A Gestão da Rotina é um conjunto de técnicas inspirados na prática das empresas 
japonesas da década de 1990. Foi popularizada no Brasil pelo professor Vicente Falconi 
em seus trabalhos em grandes empresas durante sua carreira. 
Misturando dois aspectos, o de gerenciamento por diretrizes (bater metas) e padronização 
do trabalho da liderança, essa prática, técnicas e ferramentas da gestão da rotina, ajudam 
gerentes (das mais diversas hierarquias) a entender seus processos e gerenciá-los para o 
atingimento de metas numéricas. 
Para fazer isso acontecer, o gerente 
precisará levar toda a equipe a um novo 
desempenho, energicamente forçando todos 
a aprenderem novas maneiras de se bater a 
meta. 
Os pontos da gestão da rotina geralmente 
envolvem: 
● Definições de metas e estratégias 
● Entendimento dos processos a 
serem gerenciados 
● Desenvolvimento contínuo e 
sistemático da equipe do processo 
● Criação de um sistema de gestão 
(com rituais bem definidos) 
● Medição dos resultados dos 
processos gerenciados 
 
Processos de negócio 
 
Um processo é uma sequência de atividades conduzidas para a produção de um bem ou 
serviço com valor para um determinado cliente. 
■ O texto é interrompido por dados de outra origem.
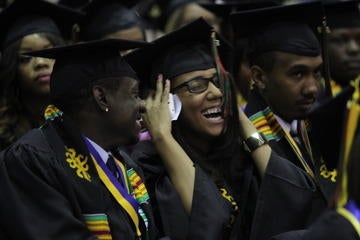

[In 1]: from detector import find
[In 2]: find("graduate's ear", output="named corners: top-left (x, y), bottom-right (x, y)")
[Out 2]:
top-left (250, 65), bottom-right (267, 90)
top-left (92, 85), bottom-right (109, 112)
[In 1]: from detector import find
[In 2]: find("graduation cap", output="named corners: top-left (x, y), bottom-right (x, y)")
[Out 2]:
top-left (164, 0), bottom-right (201, 18)
top-left (25, 39), bottom-right (149, 100)
top-left (324, 0), bottom-right (360, 29)
top-left (0, 0), bottom-right (84, 48)
top-left (81, 0), bottom-right (143, 40)
top-left (308, 86), bottom-right (354, 169)
top-left (230, 2), bottom-right (323, 62)
top-left (125, 18), bottom-right (231, 91)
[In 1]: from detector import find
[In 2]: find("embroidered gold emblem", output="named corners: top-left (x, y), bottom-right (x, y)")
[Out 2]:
top-left (65, 148), bottom-right (91, 182)
top-left (320, 163), bottom-right (337, 182)
top-left (220, 188), bottom-right (239, 225)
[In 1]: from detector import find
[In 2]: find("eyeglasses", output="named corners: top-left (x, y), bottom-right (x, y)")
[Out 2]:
top-left (171, 75), bottom-right (219, 93)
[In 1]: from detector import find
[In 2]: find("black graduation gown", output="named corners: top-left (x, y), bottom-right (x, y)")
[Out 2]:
top-left (0, 126), bottom-right (159, 240)
top-left (131, 141), bottom-right (232, 240)
top-left (270, 210), bottom-right (360, 240)
top-left (131, 141), bottom-right (292, 240)
top-left (245, 91), bottom-right (335, 240)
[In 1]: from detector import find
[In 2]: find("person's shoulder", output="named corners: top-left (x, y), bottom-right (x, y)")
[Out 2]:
top-left (13, 128), bottom-right (50, 152)
top-left (304, 210), bottom-right (359, 240)
top-left (1, 129), bottom-right (52, 159)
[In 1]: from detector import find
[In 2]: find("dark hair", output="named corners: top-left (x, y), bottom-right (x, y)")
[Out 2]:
top-left (172, 73), bottom-right (246, 188)
top-left (347, 130), bottom-right (360, 206)
top-left (52, 77), bottom-right (123, 116)
top-left (0, 33), bottom-right (63, 149)
top-left (248, 52), bottom-right (276, 72)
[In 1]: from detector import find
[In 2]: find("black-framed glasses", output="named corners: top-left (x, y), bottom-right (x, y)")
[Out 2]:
top-left (171, 75), bottom-right (219, 93)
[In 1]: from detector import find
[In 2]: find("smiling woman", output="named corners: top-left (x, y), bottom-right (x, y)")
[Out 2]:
top-left (126, 19), bottom-right (271, 239)
top-left (0, 0), bottom-right (80, 150)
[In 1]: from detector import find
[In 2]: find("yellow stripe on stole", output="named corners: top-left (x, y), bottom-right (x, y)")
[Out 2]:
top-left (85, 220), bottom-right (109, 225)
top-left (91, 156), bottom-right (141, 236)
top-left (87, 225), bottom-right (110, 231)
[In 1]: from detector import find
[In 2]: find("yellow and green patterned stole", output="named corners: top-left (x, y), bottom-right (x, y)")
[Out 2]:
top-left (85, 139), bottom-right (149, 239)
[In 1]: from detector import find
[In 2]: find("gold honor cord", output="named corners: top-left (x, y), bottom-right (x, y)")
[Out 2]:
top-left (337, 76), bottom-right (360, 207)
top-left (336, 207), bottom-right (360, 236)
top-left (91, 155), bottom-right (141, 238)
top-left (283, 125), bottom-right (316, 180)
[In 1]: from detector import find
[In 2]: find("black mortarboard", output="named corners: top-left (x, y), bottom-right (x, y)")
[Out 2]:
top-left (230, 2), bottom-right (323, 62)
top-left (324, 0), bottom-right (360, 29)
top-left (81, 0), bottom-right (142, 40)
top-left (308, 86), bottom-right (354, 169)
top-left (0, 0), bottom-right (84, 48)
top-left (125, 18), bottom-right (230, 90)
top-left (200, 1), bottom-right (279, 19)
top-left (25, 39), bottom-right (149, 99)
top-left (164, 0), bottom-right (201, 18)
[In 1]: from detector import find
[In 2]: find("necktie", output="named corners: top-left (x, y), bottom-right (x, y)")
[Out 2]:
top-left (106, 155), bottom-right (124, 186)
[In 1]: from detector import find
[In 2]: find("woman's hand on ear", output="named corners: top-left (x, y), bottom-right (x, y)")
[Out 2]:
top-left (142, 74), bottom-right (171, 141)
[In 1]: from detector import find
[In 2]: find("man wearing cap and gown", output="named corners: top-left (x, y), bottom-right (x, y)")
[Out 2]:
top-left (0, 39), bottom-right (167, 239)
top-left (201, 1), bottom-right (279, 106)
top-left (80, 0), bottom-right (146, 41)
top-left (324, 0), bottom-right (360, 94)
top-left (271, 80), bottom-right (360, 240)
top-left (231, 2), bottom-right (336, 239)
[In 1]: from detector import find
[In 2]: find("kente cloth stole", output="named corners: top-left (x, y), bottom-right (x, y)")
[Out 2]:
top-left (249, 107), bottom-right (315, 179)
top-left (336, 200), bottom-right (360, 237)
top-left (85, 139), bottom-right (149, 239)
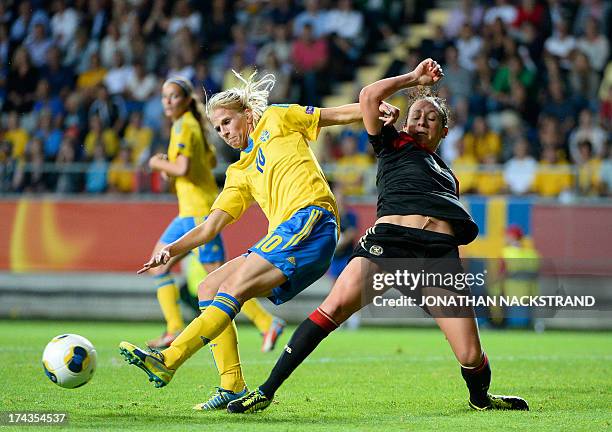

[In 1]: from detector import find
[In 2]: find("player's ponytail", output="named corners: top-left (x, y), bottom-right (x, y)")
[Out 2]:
top-left (206, 69), bottom-right (276, 126)
top-left (166, 76), bottom-right (217, 168)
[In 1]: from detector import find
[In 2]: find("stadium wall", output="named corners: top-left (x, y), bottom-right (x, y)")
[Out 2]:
top-left (0, 197), bottom-right (612, 273)
top-left (0, 197), bottom-right (612, 329)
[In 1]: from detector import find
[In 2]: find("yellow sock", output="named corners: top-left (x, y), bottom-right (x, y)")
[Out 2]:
top-left (241, 299), bottom-right (273, 333)
top-left (155, 274), bottom-right (185, 333)
top-left (163, 293), bottom-right (240, 369)
top-left (210, 322), bottom-right (246, 393)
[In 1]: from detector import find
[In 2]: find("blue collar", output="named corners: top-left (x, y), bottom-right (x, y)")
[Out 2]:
top-left (242, 137), bottom-right (254, 153)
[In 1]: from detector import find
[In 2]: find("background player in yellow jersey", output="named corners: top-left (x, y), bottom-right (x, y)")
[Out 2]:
top-left (143, 77), bottom-right (284, 362)
top-left (120, 70), bottom-right (399, 409)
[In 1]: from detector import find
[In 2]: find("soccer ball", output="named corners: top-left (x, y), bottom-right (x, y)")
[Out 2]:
top-left (42, 334), bottom-right (98, 388)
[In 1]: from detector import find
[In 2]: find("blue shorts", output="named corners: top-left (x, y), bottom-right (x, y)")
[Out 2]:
top-left (159, 216), bottom-right (225, 264)
top-left (249, 206), bottom-right (338, 305)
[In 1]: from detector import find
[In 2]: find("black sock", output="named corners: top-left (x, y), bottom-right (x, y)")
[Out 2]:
top-left (259, 309), bottom-right (338, 399)
top-left (461, 353), bottom-right (491, 408)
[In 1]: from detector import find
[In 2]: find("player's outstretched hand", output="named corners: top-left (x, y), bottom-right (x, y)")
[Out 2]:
top-left (413, 58), bottom-right (444, 86)
top-left (136, 246), bottom-right (170, 274)
top-left (378, 101), bottom-right (400, 126)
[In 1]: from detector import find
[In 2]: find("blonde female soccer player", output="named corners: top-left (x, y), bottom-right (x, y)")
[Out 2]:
top-left (141, 77), bottom-right (285, 404)
top-left (120, 70), bottom-right (398, 409)
top-left (227, 59), bottom-right (529, 413)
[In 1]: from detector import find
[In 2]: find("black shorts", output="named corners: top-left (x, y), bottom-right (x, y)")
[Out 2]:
top-left (350, 223), bottom-right (469, 295)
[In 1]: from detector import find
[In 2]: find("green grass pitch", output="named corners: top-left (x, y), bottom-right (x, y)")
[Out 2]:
top-left (0, 321), bottom-right (612, 432)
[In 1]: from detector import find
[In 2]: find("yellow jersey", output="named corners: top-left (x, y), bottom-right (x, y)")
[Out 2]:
top-left (212, 105), bottom-right (338, 232)
top-left (168, 111), bottom-right (218, 217)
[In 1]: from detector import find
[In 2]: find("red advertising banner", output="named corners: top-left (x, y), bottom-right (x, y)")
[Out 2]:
top-left (0, 199), bottom-right (267, 272)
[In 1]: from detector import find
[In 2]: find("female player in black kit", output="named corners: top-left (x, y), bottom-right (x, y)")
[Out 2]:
top-left (227, 59), bottom-right (529, 413)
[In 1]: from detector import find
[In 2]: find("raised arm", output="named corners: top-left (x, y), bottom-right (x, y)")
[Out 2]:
top-left (149, 153), bottom-right (189, 177)
top-left (359, 59), bottom-right (444, 135)
top-left (138, 209), bottom-right (234, 274)
top-left (319, 101), bottom-right (399, 127)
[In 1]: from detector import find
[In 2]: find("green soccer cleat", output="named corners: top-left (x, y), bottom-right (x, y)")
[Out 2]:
top-left (468, 394), bottom-right (529, 411)
top-left (227, 387), bottom-right (272, 414)
top-left (119, 341), bottom-right (175, 388)
top-left (193, 387), bottom-right (249, 411)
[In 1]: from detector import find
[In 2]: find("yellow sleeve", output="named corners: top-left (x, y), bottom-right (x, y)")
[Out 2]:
top-left (275, 105), bottom-right (321, 141)
top-left (210, 165), bottom-right (253, 220)
top-left (175, 119), bottom-right (196, 158)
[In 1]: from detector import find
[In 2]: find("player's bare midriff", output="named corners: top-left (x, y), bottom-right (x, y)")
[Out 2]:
top-left (376, 215), bottom-right (455, 236)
Por esta perspectiva, um processo é uma sequência ordenada de atividades que visam 
transformar entradas em saídas para algum determinado cliente. Essa definição está 
totalmente alinhada com a visão da utilização do SIPOC na análise de uma organização. 
 
Como já vimos, essa visão de transformação é extremamente útil para se enxergar uma 
organização, pois ela faz com que entendamos o propósito da organização. Quando 
fazemos isso, dizemos que estamos enxergando a organização como um sistema, o que é 
um dos pilares chave do conhecimento profundo de Deming. Entender a organização como 
um sistema não é tarefa simples, já que o sistema é um emaranhado de processos. Em 
outras palavras, podemos dizer que o propósito da organização só é cumprido uma vez que 
todos os seus processos desempenhem suas atividades de maneira satisfatória. 
A operação é a interação entre as várias pessoas trabalhando nele (imagine o processo de 
vendas de sua empresa, ou então o processo de contratação de um novo funcionário) com 
as máquinas necessárias para executar o processo. 
A descrição da operação é feita por meio de um procedimento, que no exemplo é: 
● Selecionar o cliente com a maior pontuação na lista; 
● Buscar o número de telefone do cliente; 
● Ligar para o cliente e conversar sobre o produto, por meio do script de vendas; 
● Despedir-se e desligar o telefone; 
● Anotar o resumo da conversa no software de CRM. 
Este procedimento realizado pelo vendedor pode ser padronizado e analisado de maneira 
crítica. Seguindo a instrução de trabalho, a operação pode ser rapidamente reproduzida. 
Com isso em mente, podemos definir 3 níveis de transformação. 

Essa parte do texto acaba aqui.